‘Armless Fun

26 Jul

I drunkenly pushed my way to the front of a crowded bar (the Toad – High Wycombe), and managed to get a spot behind a gorgeous blonde. She was served and then turned to walk out through the crowd, but as I was so close to her I succeeded in spilling her drink as she bumped into my arm. I apologised profusely and offered to buy her a replacement, and she was absolutely fine about it.
I ordered her and I a drink, as well as a shot of sambuca each, and placed them down on the bar in front of us.

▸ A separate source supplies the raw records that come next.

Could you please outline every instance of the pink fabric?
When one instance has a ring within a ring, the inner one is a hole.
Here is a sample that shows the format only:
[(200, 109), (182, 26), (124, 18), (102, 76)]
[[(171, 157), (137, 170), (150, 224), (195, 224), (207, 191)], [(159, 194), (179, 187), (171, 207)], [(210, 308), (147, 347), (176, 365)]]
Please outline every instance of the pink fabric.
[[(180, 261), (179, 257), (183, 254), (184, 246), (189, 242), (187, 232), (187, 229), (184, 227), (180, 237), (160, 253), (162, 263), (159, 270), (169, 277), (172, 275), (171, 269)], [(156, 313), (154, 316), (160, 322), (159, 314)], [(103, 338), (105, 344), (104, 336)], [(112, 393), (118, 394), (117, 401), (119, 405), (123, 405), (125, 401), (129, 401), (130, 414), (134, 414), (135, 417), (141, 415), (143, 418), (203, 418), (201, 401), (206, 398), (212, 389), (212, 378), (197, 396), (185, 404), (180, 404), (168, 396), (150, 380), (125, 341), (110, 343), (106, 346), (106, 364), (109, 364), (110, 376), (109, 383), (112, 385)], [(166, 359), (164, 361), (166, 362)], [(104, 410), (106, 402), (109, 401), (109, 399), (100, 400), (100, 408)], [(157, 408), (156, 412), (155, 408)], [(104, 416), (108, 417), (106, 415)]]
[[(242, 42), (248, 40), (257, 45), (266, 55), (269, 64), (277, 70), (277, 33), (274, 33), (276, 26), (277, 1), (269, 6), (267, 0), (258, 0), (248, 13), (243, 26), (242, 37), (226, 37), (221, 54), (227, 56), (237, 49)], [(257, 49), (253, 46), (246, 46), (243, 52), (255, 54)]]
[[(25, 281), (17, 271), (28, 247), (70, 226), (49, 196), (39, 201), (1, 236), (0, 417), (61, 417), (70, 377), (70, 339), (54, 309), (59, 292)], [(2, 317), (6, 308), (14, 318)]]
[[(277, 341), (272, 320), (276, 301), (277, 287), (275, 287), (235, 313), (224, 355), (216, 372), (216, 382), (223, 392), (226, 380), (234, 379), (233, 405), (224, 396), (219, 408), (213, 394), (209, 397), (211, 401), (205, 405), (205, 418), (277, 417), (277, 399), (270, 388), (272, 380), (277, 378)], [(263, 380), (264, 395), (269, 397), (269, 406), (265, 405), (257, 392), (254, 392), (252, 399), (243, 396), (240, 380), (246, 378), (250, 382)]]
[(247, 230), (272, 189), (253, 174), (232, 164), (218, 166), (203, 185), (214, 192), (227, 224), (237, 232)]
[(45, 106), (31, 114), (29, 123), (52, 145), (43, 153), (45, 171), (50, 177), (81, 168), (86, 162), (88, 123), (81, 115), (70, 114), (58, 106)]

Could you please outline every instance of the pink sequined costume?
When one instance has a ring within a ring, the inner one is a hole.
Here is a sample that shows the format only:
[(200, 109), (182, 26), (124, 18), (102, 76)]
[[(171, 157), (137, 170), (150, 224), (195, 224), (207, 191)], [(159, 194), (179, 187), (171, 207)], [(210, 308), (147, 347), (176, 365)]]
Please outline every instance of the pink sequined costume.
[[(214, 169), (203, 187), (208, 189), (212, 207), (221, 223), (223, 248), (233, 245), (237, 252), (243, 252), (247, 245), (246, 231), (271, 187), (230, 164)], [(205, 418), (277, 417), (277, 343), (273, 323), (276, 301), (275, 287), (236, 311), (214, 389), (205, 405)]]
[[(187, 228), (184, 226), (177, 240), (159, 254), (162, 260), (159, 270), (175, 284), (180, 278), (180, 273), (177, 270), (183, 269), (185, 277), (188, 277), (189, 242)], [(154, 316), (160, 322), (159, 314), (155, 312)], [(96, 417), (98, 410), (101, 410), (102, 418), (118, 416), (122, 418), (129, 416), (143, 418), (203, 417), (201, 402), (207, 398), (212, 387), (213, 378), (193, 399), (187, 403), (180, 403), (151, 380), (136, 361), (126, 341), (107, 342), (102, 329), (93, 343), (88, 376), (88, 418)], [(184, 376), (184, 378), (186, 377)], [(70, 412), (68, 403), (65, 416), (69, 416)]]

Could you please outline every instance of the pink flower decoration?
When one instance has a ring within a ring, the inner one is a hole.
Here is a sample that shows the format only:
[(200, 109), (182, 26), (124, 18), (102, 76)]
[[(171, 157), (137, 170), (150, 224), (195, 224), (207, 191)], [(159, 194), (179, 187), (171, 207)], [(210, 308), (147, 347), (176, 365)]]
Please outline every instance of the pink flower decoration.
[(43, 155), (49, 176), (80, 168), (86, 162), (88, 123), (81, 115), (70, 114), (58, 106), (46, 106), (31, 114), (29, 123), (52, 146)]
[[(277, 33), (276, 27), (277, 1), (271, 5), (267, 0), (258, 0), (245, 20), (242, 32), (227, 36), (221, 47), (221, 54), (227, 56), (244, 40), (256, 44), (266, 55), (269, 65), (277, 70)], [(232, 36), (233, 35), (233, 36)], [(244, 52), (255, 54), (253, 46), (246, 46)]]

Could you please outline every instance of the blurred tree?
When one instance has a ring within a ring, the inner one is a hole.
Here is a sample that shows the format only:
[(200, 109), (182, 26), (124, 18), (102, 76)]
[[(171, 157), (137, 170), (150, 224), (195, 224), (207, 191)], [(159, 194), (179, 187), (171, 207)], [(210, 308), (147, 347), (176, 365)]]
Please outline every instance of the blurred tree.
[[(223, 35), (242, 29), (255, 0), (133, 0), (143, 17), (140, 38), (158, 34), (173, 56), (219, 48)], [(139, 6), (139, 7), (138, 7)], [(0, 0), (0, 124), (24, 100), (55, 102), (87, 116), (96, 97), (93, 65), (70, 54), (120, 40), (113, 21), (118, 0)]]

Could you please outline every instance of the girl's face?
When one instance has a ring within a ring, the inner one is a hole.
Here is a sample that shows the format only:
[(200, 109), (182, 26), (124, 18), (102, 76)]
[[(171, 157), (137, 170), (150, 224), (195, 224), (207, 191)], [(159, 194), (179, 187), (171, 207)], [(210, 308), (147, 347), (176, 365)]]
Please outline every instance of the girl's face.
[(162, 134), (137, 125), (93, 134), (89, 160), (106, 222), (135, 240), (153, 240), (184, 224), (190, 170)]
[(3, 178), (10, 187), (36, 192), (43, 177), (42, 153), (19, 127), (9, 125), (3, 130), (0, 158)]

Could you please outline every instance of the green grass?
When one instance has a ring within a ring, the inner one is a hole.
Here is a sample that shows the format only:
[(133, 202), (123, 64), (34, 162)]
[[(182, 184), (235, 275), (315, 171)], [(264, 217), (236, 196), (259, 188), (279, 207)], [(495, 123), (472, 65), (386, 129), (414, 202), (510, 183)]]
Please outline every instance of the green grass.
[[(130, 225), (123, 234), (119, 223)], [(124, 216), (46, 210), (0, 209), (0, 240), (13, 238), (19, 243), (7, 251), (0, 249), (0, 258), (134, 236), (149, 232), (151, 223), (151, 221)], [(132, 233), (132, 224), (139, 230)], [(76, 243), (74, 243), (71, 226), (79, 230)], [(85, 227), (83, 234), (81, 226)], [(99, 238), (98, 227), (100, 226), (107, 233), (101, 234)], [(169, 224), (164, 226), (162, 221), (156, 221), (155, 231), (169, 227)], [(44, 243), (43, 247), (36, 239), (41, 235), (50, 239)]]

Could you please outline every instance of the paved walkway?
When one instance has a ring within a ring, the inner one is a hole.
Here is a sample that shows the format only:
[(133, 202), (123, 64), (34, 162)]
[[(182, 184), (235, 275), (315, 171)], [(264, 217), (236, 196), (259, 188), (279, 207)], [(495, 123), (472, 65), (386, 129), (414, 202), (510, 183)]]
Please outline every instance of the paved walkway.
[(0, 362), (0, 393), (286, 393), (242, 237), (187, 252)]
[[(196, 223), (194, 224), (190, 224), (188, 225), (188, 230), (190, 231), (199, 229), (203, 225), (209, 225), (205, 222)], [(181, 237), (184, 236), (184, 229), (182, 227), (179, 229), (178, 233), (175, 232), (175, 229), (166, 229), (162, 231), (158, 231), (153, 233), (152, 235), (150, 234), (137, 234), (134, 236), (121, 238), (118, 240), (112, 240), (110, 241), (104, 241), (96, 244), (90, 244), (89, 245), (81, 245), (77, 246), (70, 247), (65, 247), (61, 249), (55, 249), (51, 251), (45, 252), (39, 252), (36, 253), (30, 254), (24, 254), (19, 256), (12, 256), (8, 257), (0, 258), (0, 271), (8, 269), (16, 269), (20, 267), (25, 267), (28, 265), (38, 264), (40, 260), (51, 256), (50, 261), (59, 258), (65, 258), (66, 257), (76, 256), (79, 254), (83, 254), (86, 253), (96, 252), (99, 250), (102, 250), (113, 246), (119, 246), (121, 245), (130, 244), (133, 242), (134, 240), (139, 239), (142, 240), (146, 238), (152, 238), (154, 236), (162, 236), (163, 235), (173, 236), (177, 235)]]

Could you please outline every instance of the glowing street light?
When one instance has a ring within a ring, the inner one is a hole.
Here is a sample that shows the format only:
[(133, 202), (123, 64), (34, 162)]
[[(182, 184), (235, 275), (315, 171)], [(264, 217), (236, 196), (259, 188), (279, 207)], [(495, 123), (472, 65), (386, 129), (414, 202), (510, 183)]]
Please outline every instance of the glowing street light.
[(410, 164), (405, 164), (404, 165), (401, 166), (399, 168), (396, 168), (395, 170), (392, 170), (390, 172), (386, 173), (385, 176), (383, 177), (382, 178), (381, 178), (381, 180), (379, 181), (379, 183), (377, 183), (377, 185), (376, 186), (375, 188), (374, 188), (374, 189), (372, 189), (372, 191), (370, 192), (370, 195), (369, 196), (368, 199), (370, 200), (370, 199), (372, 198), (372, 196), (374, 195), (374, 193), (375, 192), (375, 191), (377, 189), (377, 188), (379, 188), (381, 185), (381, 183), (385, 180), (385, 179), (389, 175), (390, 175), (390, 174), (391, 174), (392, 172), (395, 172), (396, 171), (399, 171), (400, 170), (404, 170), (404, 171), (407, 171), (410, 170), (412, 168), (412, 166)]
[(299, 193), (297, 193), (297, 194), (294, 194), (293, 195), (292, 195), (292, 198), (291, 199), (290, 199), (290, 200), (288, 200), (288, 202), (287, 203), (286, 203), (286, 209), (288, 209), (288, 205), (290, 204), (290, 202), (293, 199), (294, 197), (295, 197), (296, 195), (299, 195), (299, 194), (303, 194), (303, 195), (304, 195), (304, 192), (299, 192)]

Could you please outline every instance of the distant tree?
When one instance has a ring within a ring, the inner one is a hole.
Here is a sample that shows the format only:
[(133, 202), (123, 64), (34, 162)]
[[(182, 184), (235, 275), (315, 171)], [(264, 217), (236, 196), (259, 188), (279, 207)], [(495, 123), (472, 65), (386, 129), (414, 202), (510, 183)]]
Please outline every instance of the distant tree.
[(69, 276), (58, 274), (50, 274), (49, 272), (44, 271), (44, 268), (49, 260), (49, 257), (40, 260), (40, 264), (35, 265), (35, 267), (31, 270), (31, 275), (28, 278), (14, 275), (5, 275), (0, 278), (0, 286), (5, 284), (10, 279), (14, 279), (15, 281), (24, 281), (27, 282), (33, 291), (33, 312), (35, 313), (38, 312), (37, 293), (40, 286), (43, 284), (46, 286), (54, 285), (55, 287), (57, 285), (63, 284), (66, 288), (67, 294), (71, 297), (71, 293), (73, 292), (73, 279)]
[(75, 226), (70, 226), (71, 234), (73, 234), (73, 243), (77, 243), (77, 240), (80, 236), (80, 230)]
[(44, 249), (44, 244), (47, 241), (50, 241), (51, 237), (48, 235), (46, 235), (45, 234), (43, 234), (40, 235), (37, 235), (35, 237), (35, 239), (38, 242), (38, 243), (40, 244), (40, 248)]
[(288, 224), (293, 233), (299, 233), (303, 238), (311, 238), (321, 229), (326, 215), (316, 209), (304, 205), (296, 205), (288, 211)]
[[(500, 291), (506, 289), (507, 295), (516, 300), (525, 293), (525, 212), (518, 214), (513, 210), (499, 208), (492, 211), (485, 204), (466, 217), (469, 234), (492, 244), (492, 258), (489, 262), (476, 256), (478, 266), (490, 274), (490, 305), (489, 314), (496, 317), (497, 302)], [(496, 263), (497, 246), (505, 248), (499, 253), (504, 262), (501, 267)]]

“Here you go, I got us a shot as well”

She smiled.

“One, two, three, down it!”. I picked up my glass, threw the sambuca down my throat and then…just..stopped. Before I knew it, I lost control of my body. I couldn’t help myself; a smile formed across my face and then I just cracked up laughing.

I’d never seen a thalidomide scoop up a shot glass and down the contents before.

It was the action that, in my less than sober state, I found amusing for some reason. Her arm and action was like a little mechanical digger.
Again I apologized, and I felt like an utter cunt. I spluttered out a number of variations of ‘sorry’ whilst trying to hold my laughter in, but in my head I kept seeing the scene from Men Behaving Badly when Gary has that special ‘beer glove’. To her credit, the girl was very good about it and after I eventually calmed down, we got chatting. We shared a few more shots that night, and all was well again.

What a fucker though, laughing at a thalidomide.